MAP2192 · Mathematics of Data Science

MAP2192 Python Lab Help — Labs 3 through 10

Full instructions and done-for-you solutions for the MAP2192 Mathematics of Data Science Python labs in PyCharm — Matplotlib plots, Pandas data manipulation, NumPy descriptive statistics, SciPy distributions, one- and two-sample t-tests with Statsmodels, simple and multiple linear regression (OLS), logistic regression (Logit), time series decomposition (seasonal_decompose), and ARIMA / Holt- Winters forecasting. If you Googled a line from your lab — yes, we do this class. We also handle any coding assignment for any class — Python, R, Java, C++, SQL, MATLAB, web dev, data science, ML, anything.

MAP2192 · Lab 3

Lab 3: Data Visualization with Matplotlib and PyCharm

2025-01-30

Three activities: (1) Introduction to Matplotlib in PyCharm — line plot of a sine function; (2) Basic data manipulation with Pandas — scatter plot of age vs. salary from a CSV; (3) Customizing plots — adding legends and annotating an outlier with plt.annotate.
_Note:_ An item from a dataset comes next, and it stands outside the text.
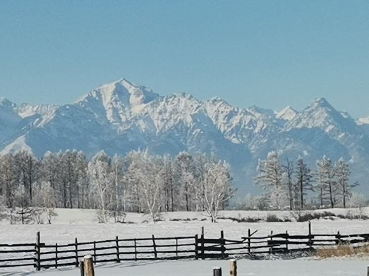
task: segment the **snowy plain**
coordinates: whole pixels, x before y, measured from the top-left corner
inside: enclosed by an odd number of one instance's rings
[[[324,210],[319,210],[322,212]],[[355,212],[355,210],[328,209],[336,214]],[[11,225],[6,222],[0,225],[0,244],[20,242],[34,242],[36,232],[41,233],[41,242],[46,244],[69,243],[77,237],[79,242],[91,241],[120,238],[193,236],[200,235],[201,228],[204,228],[206,237],[218,238],[220,232],[224,232],[226,238],[239,239],[246,236],[248,229],[252,232],[258,230],[256,236],[266,236],[273,231],[274,234],[285,233],[304,235],[308,233],[308,223],[265,222],[242,223],[231,219],[219,219],[212,223],[209,218],[199,212],[174,212],[164,214],[163,220],[154,223],[148,217],[141,214],[128,213],[125,219],[127,223],[98,223],[96,212],[92,210],[57,209],[58,216],[53,218],[52,224],[32,224]],[[369,209],[365,210],[366,214]],[[220,217],[265,218],[269,214],[275,214],[283,219],[293,220],[293,215],[288,211],[263,212],[260,211],[226,211],[221,212]],[[175,220],[175,221],[174,221]],[[130,222],[130,223],[128,223]],[[369,221],[350,220],[342,219],[313,220],[312,232],[314,234],[357,234],[369,233]],[[317,260],[314,258],[292,260],[250,261],[239,260],[237,265],[239,275],[365,275],[369,258],[363,257],[344,260]],[[96,276],[99,275],[122,275],[124,274],[163,276],[163,272],[168,276],[190,274],[205,276],[212,273],[214,267],[223,268],[224,274],[228,274],[229,261],[226,260],[152,261],[122,262],[119,265],[104,264],[96,268]],[[43,276],[78,275],[77,269],[51,269],[36,272],[33,268],[0,269],[0,275],[35,275]]]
Starter code (given in lab)

# Activity 1 — Line plot
import matplotlib.pyplot as plt
import numpy as np

x_values = np.linspace(0, 10, 100)
y_values = np.sin(x_values)
plt.plot(x_values, y_values, label='Sine Function')
plt.title('Line Plot: Sine Function')
plt.xlabel('X-axis'); plt.ylabel('Y-axis')
plt.legend(); plt.show()

# Activity 2 — Scatter from CSV
import pandas as pd
df = pd.read_csv('dataset.csv')
plt.scatter(df['age'], df['salary'], color='red', marker='o',
            label='Age vs. Salary')
plt.title('Scatter Plot: Age vs. Salary')
plt.xlabel('Age'); plt.ylabel('Salary'); plt.legend(); plt.show()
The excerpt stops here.